4. Filters the remaining portion of the output and the corresponding input signals at each input frequency using a bandpass filter. Because most models are not at steady state, the response might contain low-frequency transient behavior. Filtering typically improves the accuracy of your model by removing the effects of frequencies other than the input frequencies, which are problematic when sampling and analyzing data of finite length. These effects are called spectral leakage.

Any transients associated with filtering are only in the first period of the filtered steady-state output.
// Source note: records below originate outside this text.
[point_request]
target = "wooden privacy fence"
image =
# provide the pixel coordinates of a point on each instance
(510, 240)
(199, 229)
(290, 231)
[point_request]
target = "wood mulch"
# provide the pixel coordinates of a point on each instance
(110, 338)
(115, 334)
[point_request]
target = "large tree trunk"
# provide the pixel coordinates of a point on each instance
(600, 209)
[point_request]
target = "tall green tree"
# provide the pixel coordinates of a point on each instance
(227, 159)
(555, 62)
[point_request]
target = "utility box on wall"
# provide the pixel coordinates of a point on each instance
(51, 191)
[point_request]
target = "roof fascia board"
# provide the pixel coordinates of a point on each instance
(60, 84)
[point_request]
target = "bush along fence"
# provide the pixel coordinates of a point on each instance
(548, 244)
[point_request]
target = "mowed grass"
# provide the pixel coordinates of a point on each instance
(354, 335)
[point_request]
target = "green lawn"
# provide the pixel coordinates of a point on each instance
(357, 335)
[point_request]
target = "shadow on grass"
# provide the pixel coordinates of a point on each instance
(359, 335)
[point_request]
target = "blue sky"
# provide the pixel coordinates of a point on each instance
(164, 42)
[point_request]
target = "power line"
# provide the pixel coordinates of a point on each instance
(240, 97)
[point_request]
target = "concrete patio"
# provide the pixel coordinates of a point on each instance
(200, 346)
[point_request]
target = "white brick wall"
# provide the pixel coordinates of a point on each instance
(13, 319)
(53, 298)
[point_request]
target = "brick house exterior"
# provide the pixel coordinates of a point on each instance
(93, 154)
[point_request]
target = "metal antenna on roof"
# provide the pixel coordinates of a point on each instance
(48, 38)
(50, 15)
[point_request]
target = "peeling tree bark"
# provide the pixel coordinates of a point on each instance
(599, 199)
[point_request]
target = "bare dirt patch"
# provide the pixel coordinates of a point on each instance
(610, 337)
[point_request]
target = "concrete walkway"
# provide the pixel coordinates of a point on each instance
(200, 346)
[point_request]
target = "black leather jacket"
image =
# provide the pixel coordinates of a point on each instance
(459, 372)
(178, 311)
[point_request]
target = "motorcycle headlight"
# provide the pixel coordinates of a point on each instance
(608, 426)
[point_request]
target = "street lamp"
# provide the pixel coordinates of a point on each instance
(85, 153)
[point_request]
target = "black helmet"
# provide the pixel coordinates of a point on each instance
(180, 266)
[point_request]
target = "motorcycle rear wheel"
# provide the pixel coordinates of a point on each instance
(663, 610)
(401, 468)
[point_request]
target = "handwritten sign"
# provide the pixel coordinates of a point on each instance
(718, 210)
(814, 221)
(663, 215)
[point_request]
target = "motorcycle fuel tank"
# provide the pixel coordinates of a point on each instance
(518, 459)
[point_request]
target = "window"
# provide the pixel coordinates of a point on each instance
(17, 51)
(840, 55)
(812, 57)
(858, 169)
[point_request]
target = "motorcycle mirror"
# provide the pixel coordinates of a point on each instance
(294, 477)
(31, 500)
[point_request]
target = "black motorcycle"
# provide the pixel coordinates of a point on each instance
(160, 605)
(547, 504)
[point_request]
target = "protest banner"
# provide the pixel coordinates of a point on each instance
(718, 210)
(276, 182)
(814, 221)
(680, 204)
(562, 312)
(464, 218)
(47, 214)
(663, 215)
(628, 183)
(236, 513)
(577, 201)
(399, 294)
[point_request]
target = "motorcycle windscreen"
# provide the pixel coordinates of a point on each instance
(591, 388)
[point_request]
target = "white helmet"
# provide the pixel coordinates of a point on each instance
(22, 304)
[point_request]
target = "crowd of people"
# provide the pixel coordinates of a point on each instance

After filtering, `frestimate` discards the first period of the input and output signals. `frestimate` uses a finite impulse response (FIR) filter, whose order matches the number of samples in a period.

5. Estimates the frequency response of the processed signal by computing the ratio of the fast Fourier transform of the filtered steady-state portion of the output signal yest(t) and the fast Fourier transform of the filtered input signal uest(t):

`$Frequency\text{\hspace{0.17em}}Response\text{\hspace{0.17em}}Model=\frac{fft\text{\hspace{0.17em}}of\text{\hspace{0.17em}}{y}_{est}\left(t\right)}{fft\text{\hspace{0.17em}}of\text{\hspace{0.17em}}{u}_{est}\left(t\right)}$`

To compute the response at each frequency, `frestimate` uses only the simulation output at that frequency.